Q: I live in New York City. I inherited my home 20 years ago from my grandmother.
I have lived here since. I need to know if I will pay capital gains when I sell it the property.
I am selling because my neighborhood is changing. Developers and new buyers are purchasing properties and are tearing down old Colonials houses like mine and building multi-family homes.
How can I target these developers so I can make the most of my sale? Should I have a bidding war? Thanks for your help.
A: The house that your grandmother gave you when she died is a primary residence. That’s good news. When you sell it, you will be able to keep up to $250,000 in profits tax free, or up to $500,000 if you’re married. You’ll pay capital gains tax of up to 15 percent plus state tax on any profits above these amounts.

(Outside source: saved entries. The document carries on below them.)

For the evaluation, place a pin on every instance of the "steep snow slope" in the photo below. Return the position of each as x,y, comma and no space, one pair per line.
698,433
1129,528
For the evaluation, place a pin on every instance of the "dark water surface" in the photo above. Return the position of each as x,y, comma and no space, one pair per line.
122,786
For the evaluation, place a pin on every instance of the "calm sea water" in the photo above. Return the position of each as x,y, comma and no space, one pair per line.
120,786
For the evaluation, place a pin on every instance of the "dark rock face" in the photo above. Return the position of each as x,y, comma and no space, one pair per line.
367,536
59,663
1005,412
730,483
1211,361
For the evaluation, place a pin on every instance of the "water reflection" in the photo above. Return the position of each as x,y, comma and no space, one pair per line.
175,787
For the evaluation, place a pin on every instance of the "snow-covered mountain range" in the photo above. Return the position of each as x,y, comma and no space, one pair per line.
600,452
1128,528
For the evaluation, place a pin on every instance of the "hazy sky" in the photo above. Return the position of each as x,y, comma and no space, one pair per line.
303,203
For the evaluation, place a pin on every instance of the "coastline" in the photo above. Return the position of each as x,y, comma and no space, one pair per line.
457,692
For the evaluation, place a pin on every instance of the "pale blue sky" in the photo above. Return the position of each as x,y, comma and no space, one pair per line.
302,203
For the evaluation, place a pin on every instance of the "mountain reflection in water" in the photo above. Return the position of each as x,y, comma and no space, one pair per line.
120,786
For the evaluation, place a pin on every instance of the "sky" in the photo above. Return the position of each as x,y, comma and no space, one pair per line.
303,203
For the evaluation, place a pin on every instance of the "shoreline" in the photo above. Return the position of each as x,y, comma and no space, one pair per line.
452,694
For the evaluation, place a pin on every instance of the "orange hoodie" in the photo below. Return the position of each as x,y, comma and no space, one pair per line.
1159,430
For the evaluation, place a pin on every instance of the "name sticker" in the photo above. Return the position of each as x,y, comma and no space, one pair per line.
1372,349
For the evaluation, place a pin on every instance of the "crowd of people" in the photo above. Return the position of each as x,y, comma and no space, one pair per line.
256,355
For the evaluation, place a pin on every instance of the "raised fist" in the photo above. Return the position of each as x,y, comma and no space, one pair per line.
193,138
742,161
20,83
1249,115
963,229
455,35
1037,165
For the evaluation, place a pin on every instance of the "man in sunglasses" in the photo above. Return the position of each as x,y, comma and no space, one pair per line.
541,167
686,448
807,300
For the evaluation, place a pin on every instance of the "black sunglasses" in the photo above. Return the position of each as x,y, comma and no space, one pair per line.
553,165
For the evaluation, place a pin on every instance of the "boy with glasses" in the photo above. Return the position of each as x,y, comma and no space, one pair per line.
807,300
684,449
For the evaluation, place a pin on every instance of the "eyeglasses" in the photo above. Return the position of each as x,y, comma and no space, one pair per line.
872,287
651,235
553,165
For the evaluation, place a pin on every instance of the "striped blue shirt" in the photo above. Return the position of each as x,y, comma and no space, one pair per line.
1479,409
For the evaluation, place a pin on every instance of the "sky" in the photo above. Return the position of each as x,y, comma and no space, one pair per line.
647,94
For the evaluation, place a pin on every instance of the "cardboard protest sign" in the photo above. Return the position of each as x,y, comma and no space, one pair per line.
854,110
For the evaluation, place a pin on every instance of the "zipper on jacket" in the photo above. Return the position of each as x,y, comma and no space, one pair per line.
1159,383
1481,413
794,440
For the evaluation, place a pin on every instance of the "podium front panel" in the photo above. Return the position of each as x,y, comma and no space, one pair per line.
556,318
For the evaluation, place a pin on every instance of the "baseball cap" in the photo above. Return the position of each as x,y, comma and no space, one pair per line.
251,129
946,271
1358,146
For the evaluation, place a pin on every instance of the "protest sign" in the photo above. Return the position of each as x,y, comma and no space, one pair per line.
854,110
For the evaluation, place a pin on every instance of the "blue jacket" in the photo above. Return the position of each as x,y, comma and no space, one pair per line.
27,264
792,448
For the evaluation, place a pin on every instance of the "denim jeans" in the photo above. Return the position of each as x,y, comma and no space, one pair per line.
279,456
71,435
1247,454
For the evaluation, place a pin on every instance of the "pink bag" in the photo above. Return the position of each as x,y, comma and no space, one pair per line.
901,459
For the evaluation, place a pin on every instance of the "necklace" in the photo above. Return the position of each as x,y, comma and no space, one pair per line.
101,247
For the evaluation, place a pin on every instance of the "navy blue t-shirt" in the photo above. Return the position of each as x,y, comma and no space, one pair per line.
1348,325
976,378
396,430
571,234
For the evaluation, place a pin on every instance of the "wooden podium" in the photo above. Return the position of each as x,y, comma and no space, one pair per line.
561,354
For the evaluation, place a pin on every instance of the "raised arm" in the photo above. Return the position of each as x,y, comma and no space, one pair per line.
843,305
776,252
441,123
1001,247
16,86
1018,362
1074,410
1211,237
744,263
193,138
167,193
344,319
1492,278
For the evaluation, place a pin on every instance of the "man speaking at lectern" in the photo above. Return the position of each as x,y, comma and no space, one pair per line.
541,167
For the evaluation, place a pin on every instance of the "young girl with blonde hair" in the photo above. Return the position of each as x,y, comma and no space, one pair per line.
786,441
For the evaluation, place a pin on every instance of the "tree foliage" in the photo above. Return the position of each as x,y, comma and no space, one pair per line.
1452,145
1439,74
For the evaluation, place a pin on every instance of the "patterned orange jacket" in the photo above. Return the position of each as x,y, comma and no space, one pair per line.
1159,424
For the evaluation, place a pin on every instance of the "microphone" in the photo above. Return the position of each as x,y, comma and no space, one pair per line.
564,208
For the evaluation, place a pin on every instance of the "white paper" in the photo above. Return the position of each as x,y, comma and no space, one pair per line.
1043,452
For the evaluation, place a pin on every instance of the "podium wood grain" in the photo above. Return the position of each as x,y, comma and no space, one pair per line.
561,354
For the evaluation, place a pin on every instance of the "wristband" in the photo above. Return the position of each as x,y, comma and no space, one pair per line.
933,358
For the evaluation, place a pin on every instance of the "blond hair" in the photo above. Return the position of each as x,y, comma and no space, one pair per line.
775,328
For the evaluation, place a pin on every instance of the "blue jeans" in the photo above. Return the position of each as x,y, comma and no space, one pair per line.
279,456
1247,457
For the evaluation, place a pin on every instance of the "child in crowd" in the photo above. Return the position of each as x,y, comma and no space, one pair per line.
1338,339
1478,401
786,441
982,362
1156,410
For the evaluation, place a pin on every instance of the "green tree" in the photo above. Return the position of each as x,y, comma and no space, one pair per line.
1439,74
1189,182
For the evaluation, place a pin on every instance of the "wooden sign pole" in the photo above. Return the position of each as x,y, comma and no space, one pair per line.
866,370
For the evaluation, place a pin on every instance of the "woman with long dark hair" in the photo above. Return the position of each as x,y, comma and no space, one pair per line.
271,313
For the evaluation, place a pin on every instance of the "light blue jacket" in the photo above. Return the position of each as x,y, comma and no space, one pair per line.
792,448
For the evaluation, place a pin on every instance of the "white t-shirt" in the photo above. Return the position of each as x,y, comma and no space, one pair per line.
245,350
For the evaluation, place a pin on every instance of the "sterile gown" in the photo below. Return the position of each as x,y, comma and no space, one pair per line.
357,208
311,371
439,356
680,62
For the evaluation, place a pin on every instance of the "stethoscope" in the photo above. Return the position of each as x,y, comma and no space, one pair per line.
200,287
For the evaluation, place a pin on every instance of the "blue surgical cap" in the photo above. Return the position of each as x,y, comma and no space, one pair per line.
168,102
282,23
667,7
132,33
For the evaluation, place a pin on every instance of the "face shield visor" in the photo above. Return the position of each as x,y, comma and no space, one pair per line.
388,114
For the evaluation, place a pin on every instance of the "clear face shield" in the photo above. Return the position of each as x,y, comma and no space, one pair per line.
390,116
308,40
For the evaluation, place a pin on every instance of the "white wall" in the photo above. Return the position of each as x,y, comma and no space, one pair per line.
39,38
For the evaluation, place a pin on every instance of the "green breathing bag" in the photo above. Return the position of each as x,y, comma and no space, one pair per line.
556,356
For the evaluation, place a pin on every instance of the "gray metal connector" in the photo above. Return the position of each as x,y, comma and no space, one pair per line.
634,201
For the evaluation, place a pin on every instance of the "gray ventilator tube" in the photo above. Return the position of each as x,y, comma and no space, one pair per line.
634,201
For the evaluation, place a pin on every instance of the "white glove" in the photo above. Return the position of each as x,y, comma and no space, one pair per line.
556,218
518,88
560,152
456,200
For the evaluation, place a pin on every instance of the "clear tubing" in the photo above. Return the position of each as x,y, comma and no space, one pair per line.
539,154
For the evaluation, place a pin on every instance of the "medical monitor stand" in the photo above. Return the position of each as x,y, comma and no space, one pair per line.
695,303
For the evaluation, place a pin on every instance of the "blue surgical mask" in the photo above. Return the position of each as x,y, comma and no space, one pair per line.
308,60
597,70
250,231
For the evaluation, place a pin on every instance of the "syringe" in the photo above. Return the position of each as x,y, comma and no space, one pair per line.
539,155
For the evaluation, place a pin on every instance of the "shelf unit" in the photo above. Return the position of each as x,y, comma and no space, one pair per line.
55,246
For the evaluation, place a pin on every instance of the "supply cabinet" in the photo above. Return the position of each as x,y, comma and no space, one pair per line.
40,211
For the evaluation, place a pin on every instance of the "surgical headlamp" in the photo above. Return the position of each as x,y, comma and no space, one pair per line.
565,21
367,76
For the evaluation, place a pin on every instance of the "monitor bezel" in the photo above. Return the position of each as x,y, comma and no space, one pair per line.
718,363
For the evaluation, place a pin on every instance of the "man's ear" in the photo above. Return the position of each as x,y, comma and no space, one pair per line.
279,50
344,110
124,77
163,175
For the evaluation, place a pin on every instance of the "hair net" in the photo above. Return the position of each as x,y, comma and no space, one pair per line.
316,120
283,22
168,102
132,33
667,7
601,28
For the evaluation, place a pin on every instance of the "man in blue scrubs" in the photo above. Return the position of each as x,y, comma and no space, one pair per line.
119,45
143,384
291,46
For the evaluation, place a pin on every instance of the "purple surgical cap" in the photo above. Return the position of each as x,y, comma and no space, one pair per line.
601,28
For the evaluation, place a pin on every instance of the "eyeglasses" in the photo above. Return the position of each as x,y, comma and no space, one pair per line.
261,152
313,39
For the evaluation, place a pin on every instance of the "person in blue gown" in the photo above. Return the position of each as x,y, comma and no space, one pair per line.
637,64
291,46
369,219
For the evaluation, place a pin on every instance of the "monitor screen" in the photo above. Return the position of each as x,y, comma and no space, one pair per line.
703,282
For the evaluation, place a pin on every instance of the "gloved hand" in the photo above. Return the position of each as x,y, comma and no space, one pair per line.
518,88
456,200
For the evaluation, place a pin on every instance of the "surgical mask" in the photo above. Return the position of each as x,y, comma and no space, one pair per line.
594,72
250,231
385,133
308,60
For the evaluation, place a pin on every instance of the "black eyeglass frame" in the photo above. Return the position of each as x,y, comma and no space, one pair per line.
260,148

How do you calculate your profits? Using a very basic and simplistic method to estimate what you will have to pay, you have to look at the value of the home when you inherited it, what you put into the home in terms of structural improvements, what it cost you to sell the home and the price you got for the sale of the home.
You inherited the property at its current market value the day your grandmother died. The value at the time of her death plus any major improvements to the home over the years is your cost basis in the home. The difference between the sales price, less your costs of sale and your cost basis would be what you would have to pay taxes on.
As for targeting developers, you can stick a sign in your front lawn, or hire a real estate agent who works with developers to market the property for you. You can even drive around the neighborhood and write down the names of the various development companies that are building there and call them privately to tell them you’ll be putting your property on the market.
If you want to create a bidding war, you’ll need to price your property at or below market value in order to generate maximum interest. You can find out market value by consulting with local real estate agents, using different websites like Zillow.com, Domania.com or HouseValues.com, or checking out the prices for which the lots have sold at your local recorder of deeds office.